|Not required in Japan|
The challenge in selling cars in Asia is based around a few key issues. Firstly, a car industry that is almost inevitably protected by duties on fully imported vehicles. Secondly, it seems to be a region where anything looking like risk or daring is avoided. So if a car brand has a reputation for reliable motoring, they stick with what they know.
To penetrate the region as a relative latecomer is a challenge. To compete in a country with tariff protection, local production is essential. Opening a plant isn't going to result in immediately gaining large sales, as you have to spend years trying to win over customers to the brand. With the loyalty that manufacturers such as Toyota and Honda have, losses would go on for years, maybe never reaching a high enough production volume to be profitable. For that reason GM recently closed its assembly plant in Indonesia.
Ford has been trying to win over the customer without a production facility but ended up unable to compete with big assemblers such as Toyota. It is now pulling out of sales in Indonesia. Ford is even going one step further and leaving Japan too, including the end of product development there. As Japan is one of the few unprotected markets in Asia, why leave?
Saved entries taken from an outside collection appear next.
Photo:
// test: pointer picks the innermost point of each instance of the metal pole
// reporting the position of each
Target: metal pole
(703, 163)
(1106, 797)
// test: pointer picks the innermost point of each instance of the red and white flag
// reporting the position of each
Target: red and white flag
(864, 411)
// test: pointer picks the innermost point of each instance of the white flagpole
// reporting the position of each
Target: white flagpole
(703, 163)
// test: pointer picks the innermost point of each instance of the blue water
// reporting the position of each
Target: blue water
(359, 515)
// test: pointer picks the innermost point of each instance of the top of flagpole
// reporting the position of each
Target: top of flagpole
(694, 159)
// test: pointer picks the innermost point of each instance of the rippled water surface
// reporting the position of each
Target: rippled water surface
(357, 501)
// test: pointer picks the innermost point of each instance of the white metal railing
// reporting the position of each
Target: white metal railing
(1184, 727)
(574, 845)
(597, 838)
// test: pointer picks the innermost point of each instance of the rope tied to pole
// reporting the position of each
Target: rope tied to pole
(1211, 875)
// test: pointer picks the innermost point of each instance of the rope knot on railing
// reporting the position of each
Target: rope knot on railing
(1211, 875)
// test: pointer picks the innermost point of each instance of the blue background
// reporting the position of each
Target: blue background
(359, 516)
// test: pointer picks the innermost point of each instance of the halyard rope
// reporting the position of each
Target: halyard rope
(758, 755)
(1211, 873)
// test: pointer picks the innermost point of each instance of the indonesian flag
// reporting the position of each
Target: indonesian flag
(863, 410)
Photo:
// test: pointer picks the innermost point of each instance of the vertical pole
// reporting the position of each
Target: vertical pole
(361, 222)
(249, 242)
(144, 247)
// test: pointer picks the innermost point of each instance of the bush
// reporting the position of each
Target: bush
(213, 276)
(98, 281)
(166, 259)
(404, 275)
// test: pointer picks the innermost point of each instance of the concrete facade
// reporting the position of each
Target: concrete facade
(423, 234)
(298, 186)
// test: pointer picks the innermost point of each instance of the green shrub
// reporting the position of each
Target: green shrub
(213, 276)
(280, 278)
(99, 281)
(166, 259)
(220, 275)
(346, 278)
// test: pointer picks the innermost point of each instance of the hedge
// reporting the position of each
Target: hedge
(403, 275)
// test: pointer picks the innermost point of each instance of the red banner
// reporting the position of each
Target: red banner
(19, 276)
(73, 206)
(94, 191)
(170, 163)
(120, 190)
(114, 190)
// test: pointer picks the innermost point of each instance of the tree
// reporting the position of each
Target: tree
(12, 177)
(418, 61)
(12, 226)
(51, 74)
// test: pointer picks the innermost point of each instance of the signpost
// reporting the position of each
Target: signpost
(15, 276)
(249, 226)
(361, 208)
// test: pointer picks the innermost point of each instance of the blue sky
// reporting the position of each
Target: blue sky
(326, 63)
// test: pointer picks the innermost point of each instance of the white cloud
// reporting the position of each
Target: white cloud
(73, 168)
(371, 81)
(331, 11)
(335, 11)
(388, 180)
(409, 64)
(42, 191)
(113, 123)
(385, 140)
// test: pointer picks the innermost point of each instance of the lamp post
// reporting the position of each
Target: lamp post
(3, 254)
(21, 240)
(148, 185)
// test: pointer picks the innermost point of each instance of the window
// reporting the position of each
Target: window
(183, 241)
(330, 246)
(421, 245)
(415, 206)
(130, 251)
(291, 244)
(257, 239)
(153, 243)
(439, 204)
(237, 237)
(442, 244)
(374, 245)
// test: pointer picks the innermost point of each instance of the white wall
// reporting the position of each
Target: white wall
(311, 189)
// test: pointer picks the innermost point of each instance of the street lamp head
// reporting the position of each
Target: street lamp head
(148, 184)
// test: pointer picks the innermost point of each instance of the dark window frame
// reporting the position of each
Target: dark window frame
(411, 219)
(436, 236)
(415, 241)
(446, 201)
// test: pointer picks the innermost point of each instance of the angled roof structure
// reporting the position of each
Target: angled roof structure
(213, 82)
Sales of cars are on a decline in Japan. The Japanese support their own brands with the unity you find in a termite colony. It is also a country of red tape, so that may also make importing unnecessarily expensive (that is a personal assumption). Whatever the problems, Ford isn't going to subsidise certain market just to have a presence with no hope of profitability. I'm surprised they couldn't stay with Japan and at least break even.